The appellee strongly urges that there is a clear distinction between a contention that a medicine is recommended for the treatment of arthritis and a statement that a medicine will in some cases relieve the pain, swelling and limitation of movement associated with arthritis. We think we do not need to decide whether there is such distinction here as to make permissible the marketing of a product under the second representation which has been found not marketable under the first, because we think it clear beyond any question that the findings of the trial court that the Government had not carried its burden of proving that the Tri-Wonda medicines were not “beneficial in a substantial number of cases in the relief of some symptoms of rheumatoid arthritis, rheumatism and bursitis, such as pain, soreness, the swelling of tissues around the joints, the loss of freedom of motion resulting from pain and soreness accompanying rheumatoid arthritis” was false and misleading is so “against the great preponderance of the credible testimony that it does not reflect or represent *855the truth and right of the case.” Sanders v. Leech, 5 Cir., 158 F.2d 486, 487.

We do not need to question the credibility of any of the witnesses. We assume that the trial court credited each of the appellee’s witnesses with telling the truth. This does not, however, add any weight to testimony which, because of demonstrated lack of opportunity properly to base opinion, relegated such testimony to the class mentioned by this Court in the Hoxsey case as being contrary “to all accepted scientific knowledge” and, therefore, not substantial.

On the entire evidence we are left “with the definite and firm conviction that a mistake has been committed.” United States v. United States Gypsum Co., 333 U.S. 364, 395, 68 S.Ct. 525, 542, 92 L.Ed. 746. The overwhelming weight of the evidence requires a conclusion that the representation that these medicines may relieve the pain or swelling or affect the limitation of movement accompanying rheumatoid arthritis is false and misleading.

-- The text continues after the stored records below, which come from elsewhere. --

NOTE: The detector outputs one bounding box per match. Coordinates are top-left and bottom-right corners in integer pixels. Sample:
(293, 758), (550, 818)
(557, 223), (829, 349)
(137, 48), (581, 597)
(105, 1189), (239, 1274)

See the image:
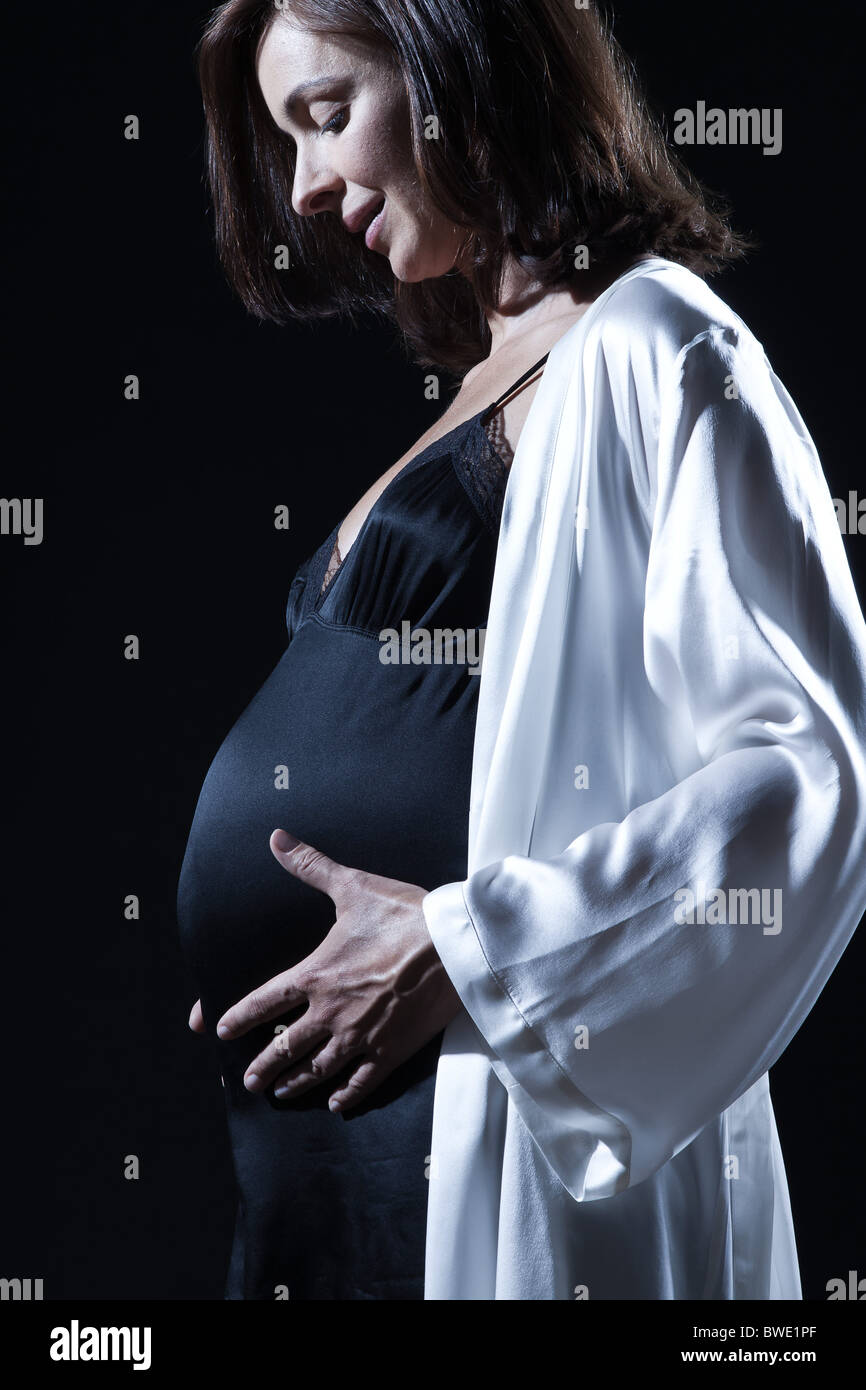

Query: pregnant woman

The trial court should, upon such evidence, have granted the injunction as prayed for and the court’s failure to do so, as stated by us in the Hoxsey case, “evidences an abuse of discretion.”

Reversed and Remanded for further proceedings not inconsistent with this opinion.

. Tri-Wonda No. 1 is a combination of dilute hydrochloric and dilute and nitric acids with traces of tartaric and acetic acids. Tri-Wonda No. 2, which is a combination of cream of tartar, senna, sulphur, and phenolphthalein, is a mild laxative. Tri-Wonda No. 3 consists of fluid extract of Jamaica dogwood, thiamin hydrochloride (Vitamin Bl) and wild cherry flavoring dissolved in 44% alcohol.

. The circumstances under which these tests were given so far lacked the normal controls recognized even by these witnesses as proper to an objective ascertainment of the worth of a new drug that they cannot really be called “clinical tests.”